Pascale Pécot, cabinet Adventis
Crédits photo : Droits Réservés
Pascale Pécot, cabinet Adventi.

Un métier pratico-pratique

Les mains dans le cambouis

Confident, conseiller, coach, l’animateur est aussi régulièrement mis à contribution au sein même du point de vente lors de la mise en place d’animation commerciale ou de communication par exemple. « On reste toujours dans le pratico-pratique, dans la réalisation » décrit Pascale Pécot, conseil en organisation et management de franchise au sein du cabinet Adventi. « Ce n’est pas martien qu’un animateur aide un franchisé à installer la décoration de Noël. » Mieux vaut donc ne pas avoir peur de mettre les mains dans le cambouis.
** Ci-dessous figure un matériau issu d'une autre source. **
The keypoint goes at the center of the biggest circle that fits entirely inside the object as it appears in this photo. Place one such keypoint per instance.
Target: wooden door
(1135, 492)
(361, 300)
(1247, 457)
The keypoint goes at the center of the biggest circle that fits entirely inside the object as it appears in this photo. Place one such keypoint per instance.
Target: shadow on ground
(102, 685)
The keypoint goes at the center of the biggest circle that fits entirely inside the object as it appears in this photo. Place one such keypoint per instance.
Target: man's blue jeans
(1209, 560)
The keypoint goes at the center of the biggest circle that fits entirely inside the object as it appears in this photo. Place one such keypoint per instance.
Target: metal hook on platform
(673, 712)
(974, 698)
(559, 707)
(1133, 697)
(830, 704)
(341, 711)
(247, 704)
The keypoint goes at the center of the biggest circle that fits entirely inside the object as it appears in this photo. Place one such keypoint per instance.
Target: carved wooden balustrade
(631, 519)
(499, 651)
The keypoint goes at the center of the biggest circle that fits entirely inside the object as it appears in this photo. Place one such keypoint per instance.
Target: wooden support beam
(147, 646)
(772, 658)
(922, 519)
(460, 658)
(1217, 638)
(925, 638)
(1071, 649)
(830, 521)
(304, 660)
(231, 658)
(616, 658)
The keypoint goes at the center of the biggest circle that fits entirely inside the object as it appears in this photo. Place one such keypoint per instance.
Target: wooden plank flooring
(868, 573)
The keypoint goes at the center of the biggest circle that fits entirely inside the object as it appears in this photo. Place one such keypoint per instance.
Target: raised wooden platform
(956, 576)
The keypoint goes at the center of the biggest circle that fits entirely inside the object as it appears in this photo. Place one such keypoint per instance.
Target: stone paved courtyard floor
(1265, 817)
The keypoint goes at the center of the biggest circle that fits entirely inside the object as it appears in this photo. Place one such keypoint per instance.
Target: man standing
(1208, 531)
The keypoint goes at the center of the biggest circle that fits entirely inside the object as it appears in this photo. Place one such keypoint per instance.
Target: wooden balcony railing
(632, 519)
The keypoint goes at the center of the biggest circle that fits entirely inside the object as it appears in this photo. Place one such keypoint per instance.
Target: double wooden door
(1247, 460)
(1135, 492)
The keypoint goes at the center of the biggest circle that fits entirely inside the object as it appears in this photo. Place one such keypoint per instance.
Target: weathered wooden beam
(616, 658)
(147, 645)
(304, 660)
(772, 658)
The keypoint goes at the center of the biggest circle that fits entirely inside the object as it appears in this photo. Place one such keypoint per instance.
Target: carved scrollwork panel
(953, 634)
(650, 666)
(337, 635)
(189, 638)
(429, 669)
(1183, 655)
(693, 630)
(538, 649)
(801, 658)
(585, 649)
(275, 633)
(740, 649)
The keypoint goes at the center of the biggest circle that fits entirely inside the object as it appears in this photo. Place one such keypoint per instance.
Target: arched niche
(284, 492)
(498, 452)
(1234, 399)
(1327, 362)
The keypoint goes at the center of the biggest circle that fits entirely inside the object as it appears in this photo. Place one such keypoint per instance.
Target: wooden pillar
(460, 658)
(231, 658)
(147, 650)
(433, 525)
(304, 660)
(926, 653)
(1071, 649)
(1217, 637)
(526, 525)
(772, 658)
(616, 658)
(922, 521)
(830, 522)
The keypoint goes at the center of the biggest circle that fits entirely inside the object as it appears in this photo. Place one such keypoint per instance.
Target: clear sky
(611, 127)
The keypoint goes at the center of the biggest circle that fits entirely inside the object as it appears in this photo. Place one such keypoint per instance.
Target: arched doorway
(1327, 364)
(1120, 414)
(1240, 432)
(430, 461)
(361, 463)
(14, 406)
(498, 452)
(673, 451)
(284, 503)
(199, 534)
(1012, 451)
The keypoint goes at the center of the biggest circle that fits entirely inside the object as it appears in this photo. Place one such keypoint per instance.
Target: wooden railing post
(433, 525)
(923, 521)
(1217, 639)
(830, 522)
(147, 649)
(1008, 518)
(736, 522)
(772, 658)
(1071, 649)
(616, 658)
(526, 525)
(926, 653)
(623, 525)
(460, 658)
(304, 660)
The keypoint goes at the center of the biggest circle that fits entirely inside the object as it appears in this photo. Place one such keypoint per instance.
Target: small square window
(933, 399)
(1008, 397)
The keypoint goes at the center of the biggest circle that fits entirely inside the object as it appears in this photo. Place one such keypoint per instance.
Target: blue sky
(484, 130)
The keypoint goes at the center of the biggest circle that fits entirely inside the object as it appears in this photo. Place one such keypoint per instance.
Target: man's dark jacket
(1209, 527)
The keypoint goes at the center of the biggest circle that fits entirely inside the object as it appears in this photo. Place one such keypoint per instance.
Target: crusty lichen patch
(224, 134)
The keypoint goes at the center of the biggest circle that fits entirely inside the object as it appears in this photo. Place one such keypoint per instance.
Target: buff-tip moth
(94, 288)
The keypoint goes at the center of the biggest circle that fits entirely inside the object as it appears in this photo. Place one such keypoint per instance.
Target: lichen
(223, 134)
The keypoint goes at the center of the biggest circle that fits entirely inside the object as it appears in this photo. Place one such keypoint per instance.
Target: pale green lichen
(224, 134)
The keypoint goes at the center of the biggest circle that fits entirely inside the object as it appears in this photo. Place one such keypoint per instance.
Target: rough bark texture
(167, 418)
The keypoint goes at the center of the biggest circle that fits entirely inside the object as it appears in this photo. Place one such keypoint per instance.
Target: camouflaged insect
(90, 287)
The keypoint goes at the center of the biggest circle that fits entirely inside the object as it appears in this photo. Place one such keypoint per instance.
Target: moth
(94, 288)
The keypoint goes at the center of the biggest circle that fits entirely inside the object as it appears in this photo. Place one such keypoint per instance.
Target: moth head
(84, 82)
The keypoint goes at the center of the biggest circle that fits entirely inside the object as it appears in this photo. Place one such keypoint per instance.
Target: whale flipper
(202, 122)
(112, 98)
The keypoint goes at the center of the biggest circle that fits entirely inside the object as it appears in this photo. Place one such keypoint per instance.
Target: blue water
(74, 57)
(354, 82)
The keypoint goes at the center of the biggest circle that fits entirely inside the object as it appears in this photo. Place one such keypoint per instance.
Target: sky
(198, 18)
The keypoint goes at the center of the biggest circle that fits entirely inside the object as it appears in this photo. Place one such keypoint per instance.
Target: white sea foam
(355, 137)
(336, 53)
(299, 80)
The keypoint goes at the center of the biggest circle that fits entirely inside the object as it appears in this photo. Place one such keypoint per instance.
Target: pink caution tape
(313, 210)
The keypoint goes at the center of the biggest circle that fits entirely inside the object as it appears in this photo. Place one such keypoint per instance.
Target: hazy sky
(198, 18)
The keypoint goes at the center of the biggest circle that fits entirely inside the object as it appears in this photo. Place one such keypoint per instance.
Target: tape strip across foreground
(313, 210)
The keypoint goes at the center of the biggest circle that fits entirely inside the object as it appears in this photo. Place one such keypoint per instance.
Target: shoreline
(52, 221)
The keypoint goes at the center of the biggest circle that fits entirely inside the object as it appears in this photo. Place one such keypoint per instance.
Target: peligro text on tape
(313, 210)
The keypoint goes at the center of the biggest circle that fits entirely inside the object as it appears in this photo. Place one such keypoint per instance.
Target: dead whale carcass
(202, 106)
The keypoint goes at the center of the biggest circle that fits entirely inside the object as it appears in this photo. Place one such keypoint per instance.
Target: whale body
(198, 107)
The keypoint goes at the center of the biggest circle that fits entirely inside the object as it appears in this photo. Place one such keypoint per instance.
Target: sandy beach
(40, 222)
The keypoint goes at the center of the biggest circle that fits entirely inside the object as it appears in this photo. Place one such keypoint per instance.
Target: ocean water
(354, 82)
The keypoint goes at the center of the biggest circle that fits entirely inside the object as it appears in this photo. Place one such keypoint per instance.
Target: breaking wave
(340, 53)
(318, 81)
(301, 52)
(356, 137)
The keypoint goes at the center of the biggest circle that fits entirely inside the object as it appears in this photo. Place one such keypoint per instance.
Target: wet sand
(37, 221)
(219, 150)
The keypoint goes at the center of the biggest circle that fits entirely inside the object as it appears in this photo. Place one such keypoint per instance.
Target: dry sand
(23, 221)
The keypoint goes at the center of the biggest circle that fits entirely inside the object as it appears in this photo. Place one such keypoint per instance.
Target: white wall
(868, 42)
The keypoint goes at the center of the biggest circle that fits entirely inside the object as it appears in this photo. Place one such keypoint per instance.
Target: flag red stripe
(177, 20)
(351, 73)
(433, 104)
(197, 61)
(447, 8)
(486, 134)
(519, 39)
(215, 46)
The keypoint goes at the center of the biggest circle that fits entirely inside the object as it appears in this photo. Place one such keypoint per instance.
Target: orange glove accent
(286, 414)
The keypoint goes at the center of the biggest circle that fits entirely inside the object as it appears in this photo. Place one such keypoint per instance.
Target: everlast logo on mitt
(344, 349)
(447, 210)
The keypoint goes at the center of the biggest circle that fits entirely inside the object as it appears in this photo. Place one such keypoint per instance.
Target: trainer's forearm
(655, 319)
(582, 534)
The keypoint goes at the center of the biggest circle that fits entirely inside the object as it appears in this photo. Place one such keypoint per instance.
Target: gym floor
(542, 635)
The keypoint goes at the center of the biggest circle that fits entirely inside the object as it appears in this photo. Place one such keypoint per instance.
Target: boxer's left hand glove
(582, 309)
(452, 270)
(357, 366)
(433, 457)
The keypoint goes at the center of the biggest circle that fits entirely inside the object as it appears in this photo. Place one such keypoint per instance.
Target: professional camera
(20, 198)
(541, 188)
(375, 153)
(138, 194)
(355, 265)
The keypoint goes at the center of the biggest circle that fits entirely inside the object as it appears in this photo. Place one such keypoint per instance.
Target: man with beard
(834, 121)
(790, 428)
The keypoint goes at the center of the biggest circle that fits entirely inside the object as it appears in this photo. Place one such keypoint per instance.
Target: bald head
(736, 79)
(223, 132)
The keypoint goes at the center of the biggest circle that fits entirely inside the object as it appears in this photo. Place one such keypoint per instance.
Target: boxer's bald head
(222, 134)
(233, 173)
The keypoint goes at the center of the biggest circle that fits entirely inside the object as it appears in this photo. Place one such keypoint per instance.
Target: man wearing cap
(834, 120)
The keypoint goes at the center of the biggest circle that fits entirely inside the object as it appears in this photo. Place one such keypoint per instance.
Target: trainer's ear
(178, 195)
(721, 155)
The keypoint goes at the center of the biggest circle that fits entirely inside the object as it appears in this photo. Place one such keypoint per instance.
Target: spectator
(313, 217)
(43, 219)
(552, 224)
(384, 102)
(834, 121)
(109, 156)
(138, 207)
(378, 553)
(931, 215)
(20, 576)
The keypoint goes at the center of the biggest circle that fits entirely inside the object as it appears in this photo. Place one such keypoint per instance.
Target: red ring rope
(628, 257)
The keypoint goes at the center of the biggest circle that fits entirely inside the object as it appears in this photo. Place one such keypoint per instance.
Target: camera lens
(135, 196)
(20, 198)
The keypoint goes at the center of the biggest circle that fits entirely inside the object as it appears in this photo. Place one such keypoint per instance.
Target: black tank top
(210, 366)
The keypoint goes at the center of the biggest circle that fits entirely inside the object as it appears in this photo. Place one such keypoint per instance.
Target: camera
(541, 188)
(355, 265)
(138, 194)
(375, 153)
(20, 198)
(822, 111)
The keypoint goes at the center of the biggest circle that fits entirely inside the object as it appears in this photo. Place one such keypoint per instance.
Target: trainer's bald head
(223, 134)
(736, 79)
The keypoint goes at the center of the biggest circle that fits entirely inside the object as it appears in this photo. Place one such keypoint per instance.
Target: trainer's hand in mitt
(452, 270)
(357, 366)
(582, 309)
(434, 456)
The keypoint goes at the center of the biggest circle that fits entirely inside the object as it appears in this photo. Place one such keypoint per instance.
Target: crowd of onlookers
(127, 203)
Pas un salarié supplémentaire

Arnaud Guérin, directeur du réseau Cash Express France en charge de la direction de l’animation, l’a bien compris mais se fixe pourtant une limite. « Nous pouvons aider un indépendant à implanter une gondole. C’est une autre façon de l’accompagner. Pour autant, nous ne sommes pas des salariés supplémentaires du magasin. Il doit donc y avoir une visée à long terme et que cette option ait été réfléchie ensemble dans le but d’augmenter le chiffre d’affaires du point de vente ou sa situation. »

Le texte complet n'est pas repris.